Monday, December 25, 2006

Rooster with Personality Disorder

TO THOSE drunk on late-night reading, no figure can be more fiendish these days than that of the petty poultry potentate, the rooster.

As a self-respecting devotee of cats, I have no love for birds.

Yet I am now bleary-eyed from concentrating for a cue from this fowl creature.

The reason is simple. In barely five hours, the pompous green-purple-with-a-dash-of-orange rooster of our neighbor will warble in a deep baritone that it is three A.M., time for our household to wake and prepare for the first of the nine-day dawn masses.

Our neighbor’s rooster loves his crowing so much, he can barely wait for the night to decently roll up its mat and keep the dawn from seeing its barbaric state.

But while admitting that our neighbor’s rooster has a better chance than I of meeting and exchanging call cards with San Pedro’s very own manok (chicken), I concede that, for love of my God and my family, I attempt, every year, to be more Catholic than lapsed.

As my yaya never fails to remind me, the faithful who attend the whole nine-day novena of the Misa de Gallo or Simbang Gabi are assured that their petitions receive a fair hearing at the Pearly Gates.

If not turned a blinding white, a soul as dingy as mine may still trick the weak of eye that it has been leached of 9.9 percent-blackness.

All these thoughts I direct now with all malevolence and malice to our neighbor’s rooster who, by the deep silence reigning on their side of the fence, must be sleeping as soundly as an innocent babe.

When it will be my time to nod off, the creature will begin his breathing exercises before launching on to full orchestral maneuvers.

So are the sinful punished.

This year, to spare my heathen soul, I am attempting not to sleep anymore so even before Bach-a-doodle-doo starts crowing, I am dressed and ready before anyone else.

Alas, my Internet trawling has snagged me more of the feathered wretch. From Alejandro R. Roces’ Dec. 14, 2006 feature for The Philippine Star, I first learn that the Misa de Gallo tradition, which culminates with the Misa de Aguinaldo or midnight mass on Christmas eve, literally means “Mass of the Rooster.”

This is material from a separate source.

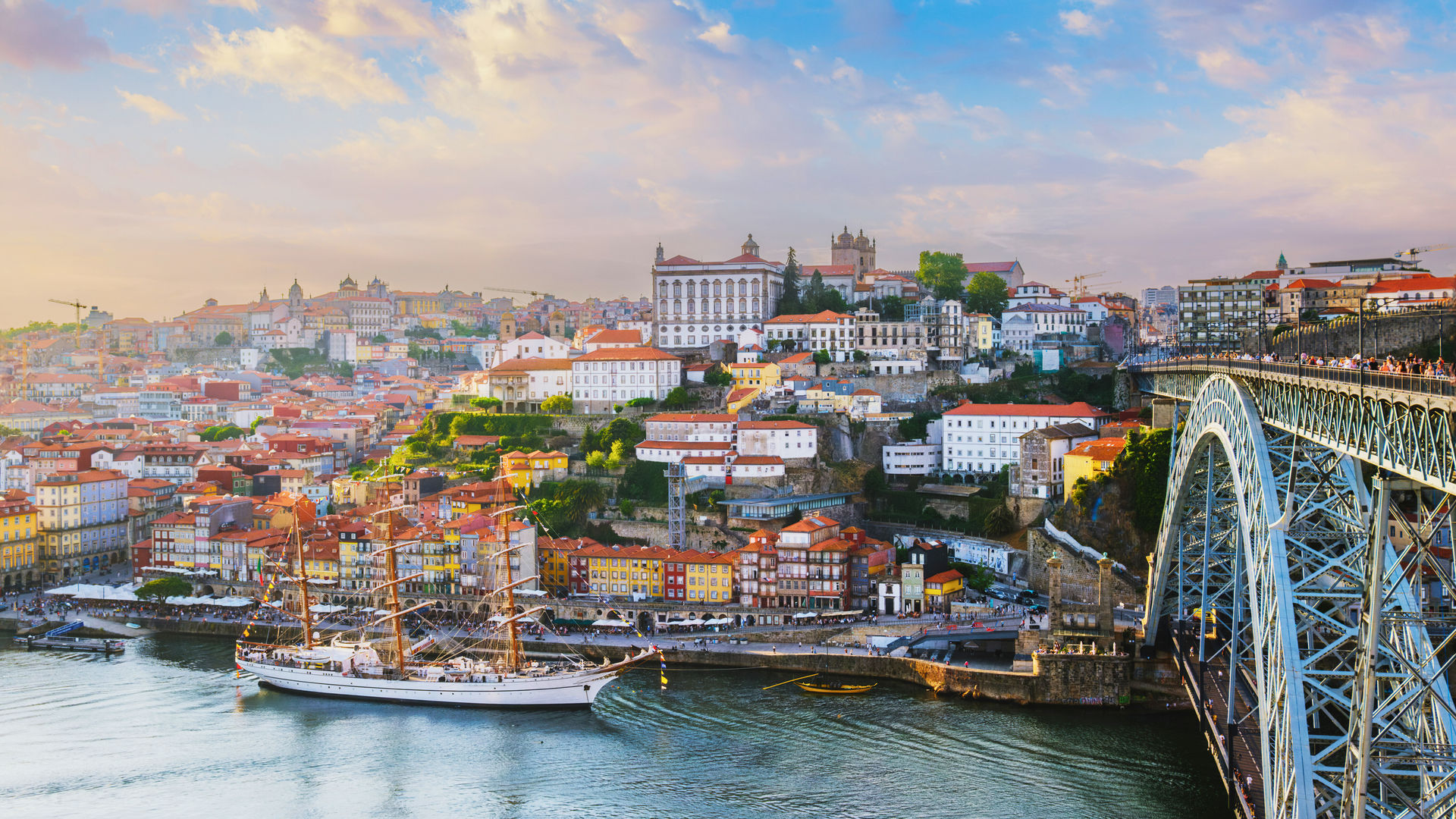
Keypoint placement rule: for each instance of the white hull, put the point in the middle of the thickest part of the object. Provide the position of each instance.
(576, 689)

Not only is my Fowl Friend naturally obeying his inclinations, he even has doctrinal permission.

According to Roces, Rome decreed that the Philippines follow Mexico in offering masses at cock’s crow during the 16th century. This was to give farmers and their households a chance to worship before leaving for the fields.

Much has changed though since the 16th century. The elegant terno and barong, which Roces says filled churches to the rafters, have been replaced with jeans, shorts and Chuck Taylors.

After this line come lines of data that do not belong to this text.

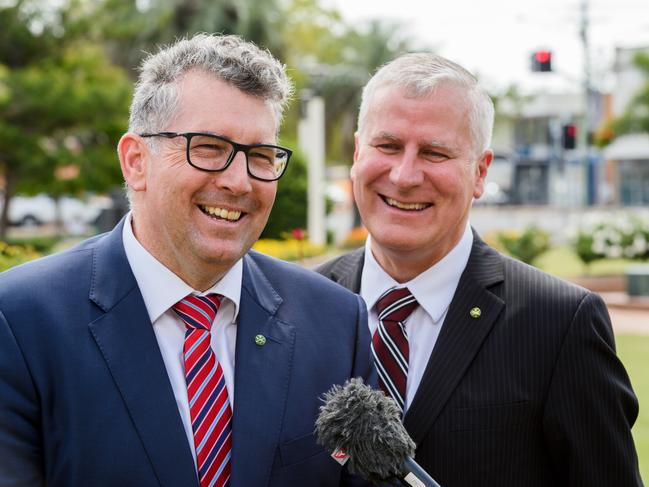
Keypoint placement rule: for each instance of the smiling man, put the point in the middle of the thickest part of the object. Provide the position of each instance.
(507, 377)
(166, 353)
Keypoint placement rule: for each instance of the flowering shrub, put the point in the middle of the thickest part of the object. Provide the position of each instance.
(525, 245)
(11, 255)
(612, 237)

The scenes he paints of community—brass bands playing Filipino Christmas classics to wake families and parish priests knocking on doors of every home—seem quaint and somehow alien.

I should say that now, if the faithful do attend mass, they do so despite their perceptions of some priests and the lack of leadership in a Church still groping in the darkness of abuse charges and worldliness.

Times have changed. In pre-Christian and Christian mythology, the rooster was held up as a herald of sunrise, symbolizing the triumph of light over darkness.

This belief in man’s resurrection after every fall from grace stems from the legend, which Roces quotes, that a rooster crowed when the Child in the manger was born, “Christus Natus Est (Christ is Born)!”

A Latin-speaking bird is rather too much of a mouthful to swallow. But roosters now have my sympathy.

For in Biblical lore, the phoenix bursts into flames but always rises from its ashes. According to keyboardsforchrist.com, a mother pelican will pluck her own breast during famine to feed her own young before dying.

But no such consistency for the rooster. Sometimes it is a herald of resurrection; at other times, the traitor that crowed thrice after Peter betrayed Jesus.

Two more hours and then I go join Christiandom. At cock’s crow, who will the flock see leading the offering of the Holy Eucharist: herald or traitor?